The Lawyer and his Neighbour - Pocket Fuel Daily Devotional Parable Series on Luke 10:29

Who is my neighbour? Luke 10:29 (NKJV)

The Lawyer and his Neighbour – Part 3

Go to  PART 1  |  PART 2

When we meet the Lawyer in Luke 10, we can assume that he had a good reputation in the community as an educated and helpful man. He was relied on to help interpret the law and as someone who could read and write. When he spoke up in the crowd that day and asked Jesus his questions, initially there would not have been an air of scandal.

At the same time, a lot of these men – lawyers, Priests, Rabbi’s, Sadducees and Pharisees – were trying to figure out who Jesus was and what agenda he had for travelling and teaching. We can’t always look at the people who asked questions and challenged Jesus as bad. These guys were trying to figure it out. Yes, some of them mistook Jesus for a rebel and a usurper… and he was ultimately killed for it. But many more listened to what he said, how he answered questions; they let his parables sink down deep and stir within their souls. Besides, arguing and questioning was a part of their religious tradition and history. It was not frowned upon.

However, we can assume by how he asked his questions that the lawyer was trying to test Jesus, trap him into taking sides and into revealing his agenda.

“Teacher,” he asked, “what must I do to inherit eternal life?”

Eternal life was not something the Jews talked about much. The Torah (the Jewish books of law comprising of the first 5 books of the Bible) barely mentions it. In fact, the Torah is more concerned with how you live in the here and now. Redemption wasn’t used as a hook to get you into heaven, but as a way to live a meaningful and impacting life here and now. So at the start, the question seems a little strange.

Besides that, the verb ‘do’ implies that this man was looking for a single action, a practical plan, a checkbox list of the things he could DO to inherit eternal life. Amy-Jill Levine says, “the question presumes eternal life is a commodity to be inherited or purchased on the basis of a particular action rather than a gift given freely.” (Short Stories by Jesus).
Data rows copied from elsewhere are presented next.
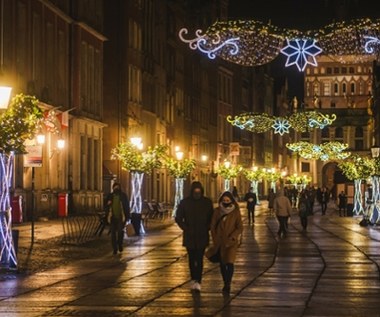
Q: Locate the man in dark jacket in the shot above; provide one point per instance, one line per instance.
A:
(193, 216)
(118, 212)
(251, 200)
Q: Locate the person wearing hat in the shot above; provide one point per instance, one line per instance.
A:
(193, 216)
(118, 213)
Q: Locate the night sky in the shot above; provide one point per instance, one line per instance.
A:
(302, 15)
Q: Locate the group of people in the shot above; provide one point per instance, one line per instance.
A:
(197, 218)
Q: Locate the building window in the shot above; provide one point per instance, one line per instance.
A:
(352, 88)
(336, 89)
(305, 167)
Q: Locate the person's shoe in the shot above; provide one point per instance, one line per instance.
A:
(197, 287)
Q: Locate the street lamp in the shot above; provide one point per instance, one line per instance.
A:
(5, 94)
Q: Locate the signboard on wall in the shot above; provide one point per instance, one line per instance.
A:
(33, 157)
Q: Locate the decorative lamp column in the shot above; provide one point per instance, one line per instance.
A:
(178, 184)
(374, 216)
(227, 180)
(137, 177)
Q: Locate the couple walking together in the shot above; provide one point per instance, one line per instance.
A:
(196, 216)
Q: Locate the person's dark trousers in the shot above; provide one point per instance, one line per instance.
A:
(304, 222)
(251, 215)
(227, 270)
(117, 235)
(283, 222)
(196, 263)
(324, 207)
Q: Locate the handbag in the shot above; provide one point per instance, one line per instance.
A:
(130, 230)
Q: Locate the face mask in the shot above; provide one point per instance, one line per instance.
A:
(197, 195)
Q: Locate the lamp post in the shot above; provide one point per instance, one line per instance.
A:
(374, 216)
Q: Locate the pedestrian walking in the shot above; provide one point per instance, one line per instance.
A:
(118, 213)
(226, 230)
(283, 208)
(193, 216)
(251, 199)
(235, 193)
(271, 197)
(342, 204)
(304, 209)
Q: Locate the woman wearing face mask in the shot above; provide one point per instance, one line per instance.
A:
(226, 230)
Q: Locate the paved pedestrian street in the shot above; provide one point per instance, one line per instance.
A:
(332, 269)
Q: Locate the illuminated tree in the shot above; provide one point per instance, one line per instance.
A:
(228, 172)
(179, 169)
(132, 159)
(17, 124)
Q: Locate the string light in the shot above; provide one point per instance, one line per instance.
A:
(326, 151)
(300, 121)
(253, 43)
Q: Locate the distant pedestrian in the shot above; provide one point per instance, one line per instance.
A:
(271, 197)
(283, 208)
(226, 230)
(235, 193)
(304, 209)
(193, 216)
(118, 213)
(251, 200)
(342, 204)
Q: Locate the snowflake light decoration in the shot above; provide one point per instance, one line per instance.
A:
(281, 126)
(301, 52)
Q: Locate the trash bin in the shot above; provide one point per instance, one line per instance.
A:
(16, 209)
(136, 222)
(62, 204)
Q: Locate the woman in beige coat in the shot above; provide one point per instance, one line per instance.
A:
(226, 230)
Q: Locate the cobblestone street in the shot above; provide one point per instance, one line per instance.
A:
(330, 270)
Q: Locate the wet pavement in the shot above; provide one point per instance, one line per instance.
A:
(332, 269)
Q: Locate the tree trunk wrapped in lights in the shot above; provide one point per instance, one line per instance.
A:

(A works based salvation is something I think we’ve all dabbled in one way or another…)

Picking up that this lawyer had an agenda, Jesus didn’t answer his question. Rather, he asked the Lawyer a question in return, “What is written in the Law? How do you read it?”

The divine does not lead us by demand and command… he reveals and guides, he encourages us to cultivate our understanding, to think and seek wisdom. We’re not robots, and he doesn’t expect us to behave like them.

The divine does not lead us by demand and command... he encourages us to think and seek wisdom. Click to Tweet

The Lawyer replied the same way any Jew would. He recited Deuteronomy 6 & Leviticus 19, “Love the Lord your God with all your heart and with all your soul and with all your strength and with all your mind’ and, ‘Love your neighbour as yourself.”

These were not new concepts. Way back in Leviticus and Deuteronomy and then later in Ezekiel the Jews were directed to love others and be kind to their neighbours. And neighbours didn’t just mean the Jew next door… it included foreigners and aliens who were living among them. It included people outside of their own traditions and values. They believed that love of God and love of neighbour was not only the highest teaching of the Torah but must also be manifested in action.

Clearly, the Lawyer knew this, and Jesus knew that he knew… the lawyer was looking for a different answer. He was seeking to justify his own internal value system. (How often do we approach God with this agenda? I know I do…).

“Who is my neighbour?” he then asked Jesus. And to ask who is my neighbour, is to ask “who is NOT my neighbour.”

He was asking:
Have the boundaries changed?
Are we still the elect?
Are there still some outside the realm of acceptance?
Can I still be better and ranked higher than another?
Can I keep my prejudices in your new world?
Do I have to BE someone, rather than DO something?